Notes to The Consolidated Financial Statement
AL MAZAYA HOLDING COMPANY K.S.C. AND ITS SUBSIDIARIES
31 December 2012
Jointly controlled assets
The Group has joint control of certain properties held for trading. The Group recognises its interests in the jointly controlled
asset using the proportionate consolidation method whereby the Group includes its share of the asset and liabilities and
related income and expenses on a line by line basis in its consolidated financial statements.
Investment in associates
The Group’s investments in its associates are accounted for under the equity method of accounting. An associate is an
entity in which the Group has significant influence and which is neither a subsidiary nor a joint venture.
Under the equity method, investment in an associate is initially recognised at cost and adjusted thereafter for the post-
acquisition change in the Group’s share of net assets of the associate.
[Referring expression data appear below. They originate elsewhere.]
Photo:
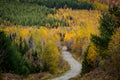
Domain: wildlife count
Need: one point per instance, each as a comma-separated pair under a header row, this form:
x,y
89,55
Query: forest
x,y
37,35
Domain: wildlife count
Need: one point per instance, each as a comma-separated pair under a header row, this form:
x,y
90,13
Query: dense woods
x,y
32,33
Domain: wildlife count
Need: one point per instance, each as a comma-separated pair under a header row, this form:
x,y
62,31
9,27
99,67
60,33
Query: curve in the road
x,y
74,64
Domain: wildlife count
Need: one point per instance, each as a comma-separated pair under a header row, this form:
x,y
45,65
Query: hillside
x,y
33,34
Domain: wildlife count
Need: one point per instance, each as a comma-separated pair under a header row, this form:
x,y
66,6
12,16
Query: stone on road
x,y
74,64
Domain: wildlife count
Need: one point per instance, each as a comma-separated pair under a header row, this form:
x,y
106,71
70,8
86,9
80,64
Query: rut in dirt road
x,y
74,64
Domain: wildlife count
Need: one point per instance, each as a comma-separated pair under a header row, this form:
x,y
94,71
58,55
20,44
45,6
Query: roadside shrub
x,y
100,6
114,53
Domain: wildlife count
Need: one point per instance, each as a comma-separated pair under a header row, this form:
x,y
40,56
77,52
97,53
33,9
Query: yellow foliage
x,y
92,54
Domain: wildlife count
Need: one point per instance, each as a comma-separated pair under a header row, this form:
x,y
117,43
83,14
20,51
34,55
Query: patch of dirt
x,y
97,74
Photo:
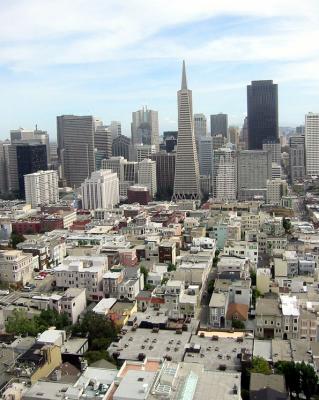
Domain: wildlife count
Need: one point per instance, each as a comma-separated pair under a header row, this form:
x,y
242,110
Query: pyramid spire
x,y
184,80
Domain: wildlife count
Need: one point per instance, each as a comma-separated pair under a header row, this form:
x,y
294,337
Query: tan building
x,y
15,266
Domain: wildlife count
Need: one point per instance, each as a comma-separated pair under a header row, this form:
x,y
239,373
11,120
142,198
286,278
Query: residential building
x,y
186,182
145,128
219,125
41,188
224,175
200,128
147,175
101,190
262,113
312,143
76,147
83,272
15,266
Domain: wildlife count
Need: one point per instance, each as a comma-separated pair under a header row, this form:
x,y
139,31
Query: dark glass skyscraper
x,y
262,113
30,158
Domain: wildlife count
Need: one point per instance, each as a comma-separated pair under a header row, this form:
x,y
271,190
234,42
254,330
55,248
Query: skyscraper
x,y
200,126
312,143
254,168
219,124
186,183
224,175
145,128
101,190
30,158
76,147
262,113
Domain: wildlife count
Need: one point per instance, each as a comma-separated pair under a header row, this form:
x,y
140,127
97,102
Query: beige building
x,y
15,266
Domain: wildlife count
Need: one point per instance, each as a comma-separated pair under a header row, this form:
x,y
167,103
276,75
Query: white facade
x,y
15,266
147,175
224,175
200,125
205,155
41,188
83,272
276,188
312,143
101,190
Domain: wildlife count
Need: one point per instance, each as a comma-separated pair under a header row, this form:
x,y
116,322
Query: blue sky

Goodwill relating to the associate is included in the
carrying amount of the investment and is neither amortised nor individually tested for impairment.
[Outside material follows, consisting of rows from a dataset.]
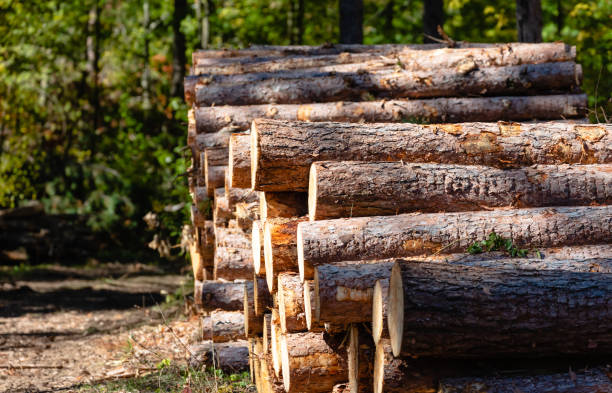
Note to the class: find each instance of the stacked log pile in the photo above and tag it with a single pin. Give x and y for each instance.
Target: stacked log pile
(312, 185)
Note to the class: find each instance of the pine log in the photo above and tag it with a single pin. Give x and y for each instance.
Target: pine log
(240, 160)
(253, 324)
(343, 294)
(233, 264)
(213, 295)
(505, 312)
(223, 326)
(291, 303)
(364, 238)
(280, 249)
(283, 151)
(282, 204)
(357, 189)
(231, 357)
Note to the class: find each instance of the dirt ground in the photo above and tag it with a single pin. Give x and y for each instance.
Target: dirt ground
(69, 327)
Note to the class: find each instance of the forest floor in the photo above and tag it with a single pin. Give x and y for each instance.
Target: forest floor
(111, 328)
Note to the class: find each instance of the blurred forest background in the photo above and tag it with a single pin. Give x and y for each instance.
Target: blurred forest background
(92, 116)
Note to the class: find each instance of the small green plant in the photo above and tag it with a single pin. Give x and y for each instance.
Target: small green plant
(494, 242)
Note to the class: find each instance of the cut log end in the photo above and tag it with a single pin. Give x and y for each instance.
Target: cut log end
(395, 317)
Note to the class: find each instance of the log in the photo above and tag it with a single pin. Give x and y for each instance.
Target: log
(233, 264)
(231, 357)
(223, 326)
(283, 151)
(213, 295)
(357, 189)
(240, 160)
(364, 238)
(280, 249)
(298, 87)
(434, 110)
(291, 303)
(282, 204)
(343, 294)
(505, 312)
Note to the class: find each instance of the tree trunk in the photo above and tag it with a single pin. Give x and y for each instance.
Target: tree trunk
(351, 21)
(299, 87)
(280, 248)
(233, 263)
(364, 238)
(433, 17)
(291, 303)
(240, 160)
(505, 312)
(444, 110)
(283, 150)
(282, 204)
(357, 189)
(343, 294)
(529, 20)
(212, 295)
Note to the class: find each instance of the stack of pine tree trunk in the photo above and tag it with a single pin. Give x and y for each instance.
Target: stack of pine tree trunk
(302, 211)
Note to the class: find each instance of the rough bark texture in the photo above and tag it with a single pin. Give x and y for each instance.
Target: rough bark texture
(240, 160)
(228, 296)
(364, 238)
(282, 204)
(504, 312)
(233, 263)
(299, 87)
(444, 110)
(291, 303)
(283, 151)
(231, 357)
(280, 248)
(343, 294)
(356, 189)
The Group recognises in the consolidated statement of income its share of the total recognised profit or loss of the associate
from the date that influence or ownership effectively commenced until the date that it effectively ceases. Distributions
received from an associate reduce the carrying amount of the investment. Adjustments to the carrying amount may also be
necessary for changes in the Group’s share in the associate arising from changes in the associate’s equity that have been
recognised in the associate’s statement of comprehensive income.
The Group’s share of those changes is recognised directly in equity. Unrealised gains on transactions with an associate are
eliminated to the extent of the Group’s share in the associate. Unrealised losses are also eliminated unless the transaction
provides evidence of impairment in the asset transferred.
An assessment of investment in an associate is performed when there is an indication that the asset has been impaired, or
that impairment losses recognised in prior years no longer exist. Whenever impairment requirements of IAS 36, indicate
that investment in an associate may be impaired, the entire carrying amount of investment is tested by comparing its
recoverable amount with its carrying value.
The difference in reporting dates of the associates and the Group is not more than three months. Adjustments are made
for the effects of significant transactions or events that occur between that date and the date of the Group’s consolidated
financial statements. The associate’s accounting policies conform to those used by the Group for like transactions and
events in similar circumstances.
Upon loss of significant influence over the associate, the Group measures and recognises any retaining investment at its fair
value. Any differences between the carrying amount of the associate upon loss of significant influence and the fair value of
the remaining investment and proceeds from disposal are recognised in the consolidated statement of income.
Investment properties
Investment property comprises developed property and property under construction or re-development held to earn rentals
or for capital appreciation or both. Property held under a lease is classified as investment property when the definition of
an investment property is met.
Investment property is measured initially at cost including transaction costs. Transaction costs include transfer taxes,
professional fees for legal services and initial leasing commissions to bring the property to the condition necessary for it to
be capable of operating. The carrying amount also includes the cost of replacing part of an existing investment property at
the time that cost is incurred if the recognition criteria are met.